The other issue is that Firefox text selection is not "idempotent". As seen in the example above, the entire Arabic text cannot be selected without also selecting the "W" of World. But when reducing the selection with Left Arrow it works. Windows keyboard selection is more consistent, and going backwards again in keyboard selecting makes no such difference. Every press of Right Arrow / Left Arrow selects a cluster / or user perceivable character. Firefox sometimes selects two sometimes one (again refer to the example above), this is not consistent.

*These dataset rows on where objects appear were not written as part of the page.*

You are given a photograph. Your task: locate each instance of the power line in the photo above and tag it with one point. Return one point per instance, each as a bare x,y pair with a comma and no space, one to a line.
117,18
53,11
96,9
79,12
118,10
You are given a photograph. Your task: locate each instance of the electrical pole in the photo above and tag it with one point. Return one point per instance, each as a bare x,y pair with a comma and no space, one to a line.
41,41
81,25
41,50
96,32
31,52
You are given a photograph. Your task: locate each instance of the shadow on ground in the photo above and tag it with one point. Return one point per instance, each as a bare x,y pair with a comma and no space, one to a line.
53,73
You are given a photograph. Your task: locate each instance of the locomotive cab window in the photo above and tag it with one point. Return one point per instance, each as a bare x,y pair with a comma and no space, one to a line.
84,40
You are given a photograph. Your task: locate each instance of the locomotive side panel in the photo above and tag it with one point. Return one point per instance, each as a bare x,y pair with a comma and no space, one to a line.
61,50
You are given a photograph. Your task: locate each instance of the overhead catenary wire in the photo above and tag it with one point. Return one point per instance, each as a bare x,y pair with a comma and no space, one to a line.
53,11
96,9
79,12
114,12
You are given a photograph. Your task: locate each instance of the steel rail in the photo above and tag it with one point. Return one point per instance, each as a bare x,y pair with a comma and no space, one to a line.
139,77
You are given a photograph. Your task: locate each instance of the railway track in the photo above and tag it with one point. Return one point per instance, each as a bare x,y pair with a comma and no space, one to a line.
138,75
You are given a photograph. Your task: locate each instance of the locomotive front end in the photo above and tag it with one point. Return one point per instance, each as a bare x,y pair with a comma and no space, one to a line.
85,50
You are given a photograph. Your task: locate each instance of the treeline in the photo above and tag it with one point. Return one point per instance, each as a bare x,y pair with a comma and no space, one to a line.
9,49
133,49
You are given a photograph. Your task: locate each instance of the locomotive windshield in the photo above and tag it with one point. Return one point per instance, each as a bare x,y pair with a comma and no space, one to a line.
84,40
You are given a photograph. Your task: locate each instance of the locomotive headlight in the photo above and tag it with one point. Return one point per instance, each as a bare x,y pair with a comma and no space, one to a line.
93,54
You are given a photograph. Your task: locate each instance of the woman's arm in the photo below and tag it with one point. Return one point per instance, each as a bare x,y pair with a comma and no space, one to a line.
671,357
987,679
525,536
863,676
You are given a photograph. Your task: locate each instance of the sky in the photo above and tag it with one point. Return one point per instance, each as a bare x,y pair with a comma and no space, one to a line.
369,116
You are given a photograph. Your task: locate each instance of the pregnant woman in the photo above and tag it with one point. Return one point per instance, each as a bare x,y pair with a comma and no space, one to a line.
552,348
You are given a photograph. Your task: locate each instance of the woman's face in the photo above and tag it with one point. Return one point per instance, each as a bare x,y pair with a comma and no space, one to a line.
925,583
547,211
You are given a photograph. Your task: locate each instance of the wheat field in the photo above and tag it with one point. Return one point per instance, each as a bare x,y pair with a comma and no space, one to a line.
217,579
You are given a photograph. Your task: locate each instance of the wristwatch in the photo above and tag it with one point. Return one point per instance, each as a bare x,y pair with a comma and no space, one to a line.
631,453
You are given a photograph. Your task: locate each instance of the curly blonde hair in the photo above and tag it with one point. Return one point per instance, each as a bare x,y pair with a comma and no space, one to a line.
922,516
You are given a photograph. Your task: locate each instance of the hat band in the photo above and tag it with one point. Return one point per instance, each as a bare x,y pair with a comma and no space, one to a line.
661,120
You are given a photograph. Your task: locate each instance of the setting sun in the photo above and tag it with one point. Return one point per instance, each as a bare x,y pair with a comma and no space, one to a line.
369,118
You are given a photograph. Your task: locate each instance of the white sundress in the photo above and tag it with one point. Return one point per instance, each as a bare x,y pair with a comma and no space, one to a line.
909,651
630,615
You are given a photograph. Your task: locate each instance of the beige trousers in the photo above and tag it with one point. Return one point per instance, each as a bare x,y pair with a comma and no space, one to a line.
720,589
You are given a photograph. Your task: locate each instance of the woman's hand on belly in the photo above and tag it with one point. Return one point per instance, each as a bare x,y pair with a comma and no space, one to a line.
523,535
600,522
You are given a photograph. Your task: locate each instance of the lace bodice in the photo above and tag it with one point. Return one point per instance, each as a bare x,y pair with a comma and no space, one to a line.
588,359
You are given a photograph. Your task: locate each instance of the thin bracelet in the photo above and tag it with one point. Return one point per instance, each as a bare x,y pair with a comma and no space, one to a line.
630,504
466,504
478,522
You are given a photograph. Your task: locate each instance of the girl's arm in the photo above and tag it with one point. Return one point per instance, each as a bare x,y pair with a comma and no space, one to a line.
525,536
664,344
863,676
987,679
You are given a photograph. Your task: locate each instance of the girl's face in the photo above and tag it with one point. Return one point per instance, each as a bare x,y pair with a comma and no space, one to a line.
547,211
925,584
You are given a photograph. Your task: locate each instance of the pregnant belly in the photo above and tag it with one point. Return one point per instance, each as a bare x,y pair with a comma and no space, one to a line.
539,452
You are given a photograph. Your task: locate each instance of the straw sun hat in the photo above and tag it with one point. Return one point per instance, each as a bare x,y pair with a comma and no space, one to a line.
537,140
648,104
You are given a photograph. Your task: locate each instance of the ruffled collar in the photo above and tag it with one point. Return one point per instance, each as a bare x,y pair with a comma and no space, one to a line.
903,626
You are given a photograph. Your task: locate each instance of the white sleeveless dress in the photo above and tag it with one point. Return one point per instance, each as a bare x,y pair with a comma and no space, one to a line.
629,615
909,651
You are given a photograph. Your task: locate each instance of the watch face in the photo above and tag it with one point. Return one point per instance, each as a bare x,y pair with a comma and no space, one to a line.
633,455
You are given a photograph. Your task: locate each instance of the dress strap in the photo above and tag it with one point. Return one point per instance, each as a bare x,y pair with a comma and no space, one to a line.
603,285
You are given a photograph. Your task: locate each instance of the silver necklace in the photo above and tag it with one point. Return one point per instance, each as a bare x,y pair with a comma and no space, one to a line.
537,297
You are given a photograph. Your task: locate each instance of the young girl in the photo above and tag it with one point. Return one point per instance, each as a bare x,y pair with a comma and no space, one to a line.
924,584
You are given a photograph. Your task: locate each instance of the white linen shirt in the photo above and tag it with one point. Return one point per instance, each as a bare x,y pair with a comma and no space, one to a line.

Firefox could fix this while keeping their selection order, by selecting the entire Arabic text with pressing Shift+Right Arrow directly after "Hello" is already fully selected. But since the caret is hidden it will not be obvious where in the selection you are. Maybe that was the reason for this non-idempotent behavior.
My goal:
Currently, my goal is to
follow Notepad's conventions, since this is the Windows standard. I may deviate from this as needed, later, but as an option. A correct / standard behavior should exist first. I will not justify the text (and not expand tabs), to avoid having blanks (that may be interpreted as actual space characters) or Kashidas that also may confuse about how many actual characters there are. Additionally, Col/Ch will be in bytes, and not based on average character width or code units, nor on grapheme clusters. This is the best choice for a hex editor. I might add conversion function to compute higher level units, such as code units (=16 bit for UTF-16) or code points, where necessary. Visual columns (Col), as in VS do not make much sense, the highest level unit should be a cluster as defined by ScriptXtoCP and ScriptCPtoX.
In a code editor / VS, columns may make sense, for alignment purposes / "crude" formatting. But this is not a goal in a hex editor, here complete clarity of what characters are actually in memory/file/data stream is key.
Visual order seems also problematic, because of the ambiguity of caret positioning in bidi text (see post below). Maybe there is a good solution, but I haven't seen it implemented in practice (Firefox selection is confusing especially when compared with visual only direction of caret navigation using arrow keys), and I'd have to think about it in more detail. It is especially problematic when you consider text selection that needs to reflect the selection of the string in memory, i.e., in logical order. So selection has to always map to logical order, or the selection in memory will have gaps (see also Notepad++ bug above). That's probably why caret positioning in Firefox works in visual order as long as you just move the caret (without selecting) but it reverts back to logical order when you select (and hides the caret).
Besides Notepad's convention,
the only other reasonable option seems to be to render RTL text from left to right, and then also selecting from left to right. This would be mostly useful for the hex editor's text column, especially when it is not obvious when an RTL run ends, and therefore rendering cannot be done in RTL order.